Although the hospital had a home-based care service for the
chronically ill, this service was not adapted to the needs of patients with
limited life expectancy. When Preciado Santana’s daughter inquired about
enrolling her father, she was told it could not take new patients for a period
of several months. An opening was eventually available, but it was too late; as
Preciado Santana had already died.
Disillusioned by the quality of the services provided by the
hospital, Preciado Santana’s daughter began searching for other options
to get proper care for her dying father. In May 2011, the director of a private
hospice advised her to see Dr. Gloria Domínguez, who leads an integrated
palliative care team at Hospital Dr. Ángel Leaño of the
Autonomous University of Guadalajara. Her team accompanied Preciado Santana and
his family in the last few months of his life, visiting him at his home and
advising his daughter by telephone whenever new symptoms or complications
arose.

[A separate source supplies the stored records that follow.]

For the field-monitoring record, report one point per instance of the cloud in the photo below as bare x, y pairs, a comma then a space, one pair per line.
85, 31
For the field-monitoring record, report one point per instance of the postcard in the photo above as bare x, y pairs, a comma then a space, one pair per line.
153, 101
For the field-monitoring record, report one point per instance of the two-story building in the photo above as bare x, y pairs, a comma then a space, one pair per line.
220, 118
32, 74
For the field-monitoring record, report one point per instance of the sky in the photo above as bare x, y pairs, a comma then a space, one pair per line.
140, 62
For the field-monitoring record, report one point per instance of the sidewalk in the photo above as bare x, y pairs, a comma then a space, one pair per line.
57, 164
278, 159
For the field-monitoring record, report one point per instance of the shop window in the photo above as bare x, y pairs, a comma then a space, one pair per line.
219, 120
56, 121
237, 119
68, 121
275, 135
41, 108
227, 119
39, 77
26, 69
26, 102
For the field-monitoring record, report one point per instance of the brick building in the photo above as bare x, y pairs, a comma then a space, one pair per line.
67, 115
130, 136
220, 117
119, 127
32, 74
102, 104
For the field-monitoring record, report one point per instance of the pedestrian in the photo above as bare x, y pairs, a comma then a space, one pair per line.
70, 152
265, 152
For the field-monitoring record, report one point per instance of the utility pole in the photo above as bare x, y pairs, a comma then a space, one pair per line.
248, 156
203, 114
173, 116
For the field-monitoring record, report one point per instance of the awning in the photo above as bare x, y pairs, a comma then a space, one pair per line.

Although his daughter had to continue taking him to some follow up
appointments at Centro Medico for insurance reasons, the family could now rely
on the palliative care team in the day-to-day care of Preciado Santana.
The difference, his daughter said, was enormous. Dr. Domínguez
and her team attended to all her father’s needs at once, providing
medical treatment, psychological support and guiding the family in taking care
of him at home. By helping the family understand what they could expect to
happen as Preciado Santana drew closer to his death and how they could respond,
the team also gave the family, in Adriana Preciado’s words,
“enormous peace of mind.”
Preciado Santana eventually passed away in September 2011 in
his home, as had been his express wish.